– Что ты, что ты, – говорю я, – зачем это? Меня ж не ранило, не задело даже… – Но мне страшно уже. Где-то там, внутри, под сердцем, что-то противно копошится.
– Снимай, говорю, гад!
Я опускаю стеганые ватные штаны. Левое бедро в крови. В белой кальсонине маленькая черная дырочка, и оттуда ползет кровь… Моя кровь… А боль затухает… только голова кружится. И тошнит немного.
– Это ложкой, да? – испуганно спрашивает Сашка. – Что же это такое?
– «Рама», – говорит Коля, – хорошо, что не в голову.
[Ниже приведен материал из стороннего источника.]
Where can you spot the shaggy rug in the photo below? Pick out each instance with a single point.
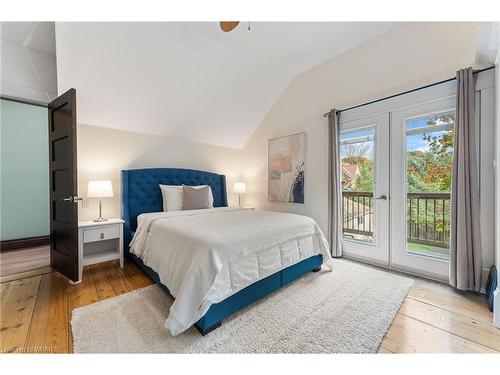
(347, 310)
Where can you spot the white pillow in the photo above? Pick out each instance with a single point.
(173, 197)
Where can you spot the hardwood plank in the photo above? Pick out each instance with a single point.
(25, 275)
(101, 275)
(133, 277)
(16, 310)
(463, 304)
(20, 290)
(408, 335)
(476, 330)
(3, 290)
(49, 328)
(382, 350)
(25, 260)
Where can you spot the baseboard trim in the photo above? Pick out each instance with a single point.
(21, 243)
(25, 275)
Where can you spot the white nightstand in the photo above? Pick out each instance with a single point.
(99, 242)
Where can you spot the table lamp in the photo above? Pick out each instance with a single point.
(100, 189)
(239, 188)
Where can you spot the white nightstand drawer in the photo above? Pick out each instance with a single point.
(101, 234)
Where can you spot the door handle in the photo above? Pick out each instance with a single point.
(71, 199)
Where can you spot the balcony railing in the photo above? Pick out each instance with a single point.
(427, 220)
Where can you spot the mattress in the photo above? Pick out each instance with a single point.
(205, 256)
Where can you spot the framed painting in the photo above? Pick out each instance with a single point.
(286, 162)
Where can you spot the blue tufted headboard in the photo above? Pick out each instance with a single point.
(141, 193)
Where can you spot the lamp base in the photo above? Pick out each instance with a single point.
(100, 218)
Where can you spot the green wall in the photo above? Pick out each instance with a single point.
(24, 167)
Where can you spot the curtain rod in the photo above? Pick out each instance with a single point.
(22, 101)
(407, 92)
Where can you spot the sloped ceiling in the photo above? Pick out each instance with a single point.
(190, 80)
(28, 61)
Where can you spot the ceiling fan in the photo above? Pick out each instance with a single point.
(228, 26)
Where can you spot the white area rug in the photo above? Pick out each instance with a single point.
(344, 311)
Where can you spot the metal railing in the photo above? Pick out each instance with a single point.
(428, 216)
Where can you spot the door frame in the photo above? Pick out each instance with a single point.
(485, 85)
(65, 262)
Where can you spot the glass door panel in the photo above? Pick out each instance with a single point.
(357, 161)
(364, 154)
(421, 163)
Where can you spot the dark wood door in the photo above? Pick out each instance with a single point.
(63, 185)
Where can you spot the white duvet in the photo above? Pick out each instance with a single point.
(204, 256)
Ранен!.. Как же это так? Ни боя, ничего. В тишине вечерней. Грудью на дот не бросался. В штыки не ходил. Коля уходит куда-то, приходит, снова уходит. Нога не распрямляется.
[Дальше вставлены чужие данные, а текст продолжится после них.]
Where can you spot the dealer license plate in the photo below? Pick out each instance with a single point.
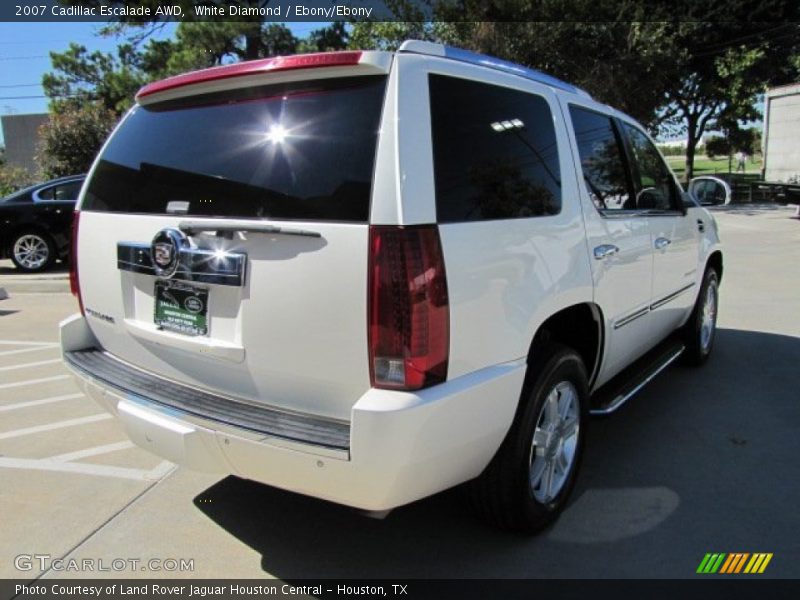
(181, 308)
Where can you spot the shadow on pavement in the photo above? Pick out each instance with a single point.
(702, 460)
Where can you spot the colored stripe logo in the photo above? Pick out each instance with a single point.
(734, 563)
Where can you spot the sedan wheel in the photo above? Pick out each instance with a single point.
(32, 252)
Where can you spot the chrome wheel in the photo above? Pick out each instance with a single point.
(555, 442)
(708, 317)
(31, 252)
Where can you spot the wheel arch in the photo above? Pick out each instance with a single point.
(579, 326)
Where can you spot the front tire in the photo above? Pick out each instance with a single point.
(700, 330)
(32, 251)
(528, 482)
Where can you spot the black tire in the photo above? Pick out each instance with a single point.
(504, 493)
(698, 342)
(32, 251)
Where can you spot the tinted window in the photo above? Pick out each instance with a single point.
(602, 160)
(294, 151)
(494, 152)
(47, 193)
(68, 191)
(653, 182)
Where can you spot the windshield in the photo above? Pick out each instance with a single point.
(302, 151)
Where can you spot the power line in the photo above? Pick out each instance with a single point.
(22, 57)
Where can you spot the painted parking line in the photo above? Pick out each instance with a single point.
(38, 363)
(57, 425)
(5, 386)
(31, 403)
(154, 474)
(96, 451)
(23, 350)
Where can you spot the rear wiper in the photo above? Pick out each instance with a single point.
(227, 228)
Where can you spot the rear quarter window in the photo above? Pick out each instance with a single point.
(494, 152)
(299, 151)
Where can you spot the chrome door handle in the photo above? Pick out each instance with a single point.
(604, 251)
(661, 243)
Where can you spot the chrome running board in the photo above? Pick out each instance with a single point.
(626, 385)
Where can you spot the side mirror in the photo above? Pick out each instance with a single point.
(708, 191)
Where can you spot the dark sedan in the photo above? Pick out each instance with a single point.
(35, 223)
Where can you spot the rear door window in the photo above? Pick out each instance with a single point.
(298, 151)
(494, 152)
(68, 191)
(602, 160)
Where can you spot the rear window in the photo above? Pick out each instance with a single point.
(299, 151)
(494, 152)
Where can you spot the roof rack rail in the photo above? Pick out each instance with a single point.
(432, 49)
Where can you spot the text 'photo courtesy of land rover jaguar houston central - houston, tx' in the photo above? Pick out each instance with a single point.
(372, 276)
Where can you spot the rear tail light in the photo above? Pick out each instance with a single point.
(409, 312)
(74, 282)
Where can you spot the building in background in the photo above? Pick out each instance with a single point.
(781, 136)
(21, 137)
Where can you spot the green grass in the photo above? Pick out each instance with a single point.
(707, 166)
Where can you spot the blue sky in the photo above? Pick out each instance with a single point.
(25, 56)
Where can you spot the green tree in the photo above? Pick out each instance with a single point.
(13, 178)
(328, 39)
(717, 145)
(72, 137)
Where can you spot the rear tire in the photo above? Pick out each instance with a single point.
(700, 330)
(528, 482)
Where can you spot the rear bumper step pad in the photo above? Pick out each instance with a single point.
(109, 371)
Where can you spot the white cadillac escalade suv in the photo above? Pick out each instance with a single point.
(371, 276)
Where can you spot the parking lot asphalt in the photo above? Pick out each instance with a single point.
(703, 460)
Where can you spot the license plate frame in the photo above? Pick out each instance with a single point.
(180, 308)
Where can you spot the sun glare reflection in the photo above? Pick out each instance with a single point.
(277, 134)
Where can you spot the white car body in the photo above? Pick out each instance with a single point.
(294, 337)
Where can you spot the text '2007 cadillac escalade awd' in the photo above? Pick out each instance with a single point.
(371, 276)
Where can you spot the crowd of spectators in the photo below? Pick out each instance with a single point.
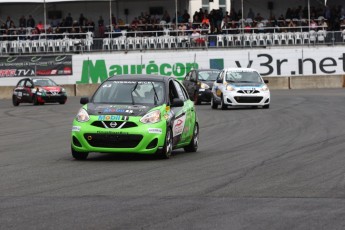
(28, 28)
(214, 22)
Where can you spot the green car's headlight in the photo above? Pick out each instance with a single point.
(264, 88)
(230, 88)
(82, 116)
(151, 117)
(204, 86)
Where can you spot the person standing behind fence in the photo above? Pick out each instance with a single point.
(31, 22)
(101, 27)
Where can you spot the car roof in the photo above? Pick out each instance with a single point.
(240, 69)
(136, 77)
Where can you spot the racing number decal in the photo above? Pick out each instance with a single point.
(179, 125)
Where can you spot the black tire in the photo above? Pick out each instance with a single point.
(165, 153)
(214, 105)
(194, 142)
(15, 101)
(79, 155)
(222, 105)
(34, 100)
(196, 99)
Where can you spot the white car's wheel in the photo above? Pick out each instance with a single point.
(222, 105)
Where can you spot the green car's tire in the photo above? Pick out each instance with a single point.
(165, 153)
(222, 105)
(79, 155)
(196, 99)
(214, 105)
(15, 101)
(194, 142)
(34, 100)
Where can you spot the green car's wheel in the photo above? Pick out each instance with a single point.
(79, 155)
(167, 148)
(222, 105)
(34, 100)
(214, 105)
(196, 99)
(193, 145)
(15, 101)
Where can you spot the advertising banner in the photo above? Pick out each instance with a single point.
(29, 66)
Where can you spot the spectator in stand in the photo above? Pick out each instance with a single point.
(117, 31)
(251, 14)
(323, 25)
(185, 17)
(101, 28)
(8, 22)
(166, 17)
(196, 17)
(30, 22)
(22, 21)
(40, 27)
(69, 20)
(82, 20)
(113, 20)
(313, 25)
(258, 17)
(195, 37)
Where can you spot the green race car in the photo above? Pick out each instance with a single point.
(144, 114)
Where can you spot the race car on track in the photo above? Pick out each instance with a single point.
(198, 84)
(143, 114)
(240, 87)
(38, 91)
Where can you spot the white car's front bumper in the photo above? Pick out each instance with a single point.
(257, 98)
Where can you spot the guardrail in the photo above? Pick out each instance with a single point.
(286, 83)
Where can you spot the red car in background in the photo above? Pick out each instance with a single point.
(38, 91)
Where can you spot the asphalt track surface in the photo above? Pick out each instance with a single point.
(281, 168)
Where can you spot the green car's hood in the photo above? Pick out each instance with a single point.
(118, 109)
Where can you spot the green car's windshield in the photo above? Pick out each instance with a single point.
(130, 92)
(243, 77)
(209, 75)
(43, 82)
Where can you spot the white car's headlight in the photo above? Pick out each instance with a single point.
(230, 88)
(151, 117)
(264, 88)
(204, 86)
(82, 116)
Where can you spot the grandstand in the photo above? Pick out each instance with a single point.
(72, 26)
– Жилу задело, – говорит Сашка.
– Что ж никто не идет? – спрашиваю я. – Я ведь кровью истеку.
– Ничего, крови хватит. Ты вот прислонись-ка, полежи.
Приходит Коля. Приводит санинструктора. Тот делает укол мне:
– Это чтобы столбняка не было.
Перебинтовывает. Меня кладут на чью-то шинель. Кто-то приходит и уходит. Как-то все уже неинтересно. Я долго лежу. Холода я не чувствую. Я слышу, как Коля кричит:
– Замерзнет человек! Надо в санбат отправлять, а старшина, гад, машину не дает.
Кому это он говорит? А-а, это комбат идет ко мне. Он ничего не говорит. Он смотрит на меня. Может быть, сказать ему, чтобы велел сапоги мне выдать? А впрочем, к чему они мне теперь?.. Подходит полуторка. На ней бочки железные из-под бензина.
– Придется меж бочек устроиться, – слышу я голос комбата.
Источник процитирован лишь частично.